Here’s the latest on the war and its ripple effects across the globe.
Captured Russian tanks and equipment are coveted trophies — and a headache: Since the beginning of the war, Ukrainian forces have seized hundreds of Russian tanks, armored personnel carriers and infantry fighting vehicles. They call them “trophies.”
But much of this equipment is in need of repair. While each Ukrainian brigade has a technical unit dedicated to claiming abandoned tanks and equipment, there’s no orderly system for locating and matching spare parts. The result is equipment waiting in repair sites across the country, as forces struggle to find replacement pieces, write The Washington Post’s Samantha Schmidt, Isabelle Khurshudyan and Serhii Korolchuk.

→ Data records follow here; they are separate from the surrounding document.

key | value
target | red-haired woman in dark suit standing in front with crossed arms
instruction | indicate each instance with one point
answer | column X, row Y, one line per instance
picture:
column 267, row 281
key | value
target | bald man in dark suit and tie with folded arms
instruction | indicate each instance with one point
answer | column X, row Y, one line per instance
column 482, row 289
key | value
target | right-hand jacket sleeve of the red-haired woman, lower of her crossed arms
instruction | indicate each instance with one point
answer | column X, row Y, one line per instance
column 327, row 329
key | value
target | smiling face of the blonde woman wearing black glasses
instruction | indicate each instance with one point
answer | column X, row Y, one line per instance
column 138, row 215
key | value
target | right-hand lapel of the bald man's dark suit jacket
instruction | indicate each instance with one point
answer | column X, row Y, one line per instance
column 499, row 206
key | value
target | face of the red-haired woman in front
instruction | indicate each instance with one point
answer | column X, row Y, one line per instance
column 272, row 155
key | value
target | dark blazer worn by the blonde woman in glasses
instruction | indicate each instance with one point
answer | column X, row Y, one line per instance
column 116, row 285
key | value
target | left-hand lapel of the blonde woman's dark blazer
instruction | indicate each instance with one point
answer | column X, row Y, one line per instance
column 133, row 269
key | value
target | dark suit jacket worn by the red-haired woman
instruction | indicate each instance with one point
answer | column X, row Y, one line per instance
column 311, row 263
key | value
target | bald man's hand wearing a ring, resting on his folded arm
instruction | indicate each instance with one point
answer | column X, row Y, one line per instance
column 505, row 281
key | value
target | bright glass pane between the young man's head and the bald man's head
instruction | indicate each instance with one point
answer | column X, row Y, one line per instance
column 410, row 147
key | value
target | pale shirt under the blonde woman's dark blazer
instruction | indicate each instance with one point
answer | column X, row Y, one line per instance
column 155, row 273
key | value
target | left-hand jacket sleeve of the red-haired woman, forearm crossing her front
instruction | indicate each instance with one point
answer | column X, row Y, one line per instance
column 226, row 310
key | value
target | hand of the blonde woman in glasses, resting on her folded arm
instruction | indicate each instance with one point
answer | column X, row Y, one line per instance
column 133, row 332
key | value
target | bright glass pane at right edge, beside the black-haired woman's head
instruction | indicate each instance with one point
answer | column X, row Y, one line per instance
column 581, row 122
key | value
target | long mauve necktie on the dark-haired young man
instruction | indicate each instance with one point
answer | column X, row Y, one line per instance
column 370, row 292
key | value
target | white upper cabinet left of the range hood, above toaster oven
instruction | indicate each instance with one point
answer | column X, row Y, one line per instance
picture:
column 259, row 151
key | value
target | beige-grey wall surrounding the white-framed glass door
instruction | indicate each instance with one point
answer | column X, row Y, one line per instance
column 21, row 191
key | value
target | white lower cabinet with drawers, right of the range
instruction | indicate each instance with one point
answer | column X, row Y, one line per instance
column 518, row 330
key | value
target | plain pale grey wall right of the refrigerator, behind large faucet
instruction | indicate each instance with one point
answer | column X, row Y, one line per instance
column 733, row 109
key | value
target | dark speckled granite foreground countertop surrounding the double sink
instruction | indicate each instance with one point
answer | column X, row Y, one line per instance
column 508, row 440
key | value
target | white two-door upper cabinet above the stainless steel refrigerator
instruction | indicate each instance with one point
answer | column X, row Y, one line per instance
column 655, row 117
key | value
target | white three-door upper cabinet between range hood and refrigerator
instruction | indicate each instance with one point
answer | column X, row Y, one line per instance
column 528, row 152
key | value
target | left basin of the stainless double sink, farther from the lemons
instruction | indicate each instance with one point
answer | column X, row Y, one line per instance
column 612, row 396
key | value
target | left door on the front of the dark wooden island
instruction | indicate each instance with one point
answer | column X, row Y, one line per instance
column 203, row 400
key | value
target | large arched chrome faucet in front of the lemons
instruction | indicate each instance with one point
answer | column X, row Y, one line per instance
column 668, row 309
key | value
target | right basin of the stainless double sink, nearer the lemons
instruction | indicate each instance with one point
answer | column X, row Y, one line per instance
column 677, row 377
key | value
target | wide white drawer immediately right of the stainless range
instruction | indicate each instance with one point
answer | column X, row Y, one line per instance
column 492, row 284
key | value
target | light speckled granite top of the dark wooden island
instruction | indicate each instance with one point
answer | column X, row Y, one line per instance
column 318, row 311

Vadym Ustymenko, a member of a tank unit in Ukraine’s 25th Airborne Assault Brigade, described to The Post the difficulties of dealing with found tanks. “Those you could just start up or only needed a few minutes of work, you could count on one hand,” he said. “Those that needed some repair but would eventually run was another 30 percent probably. And the last 50 percent was junk that requires a whole lot of work.”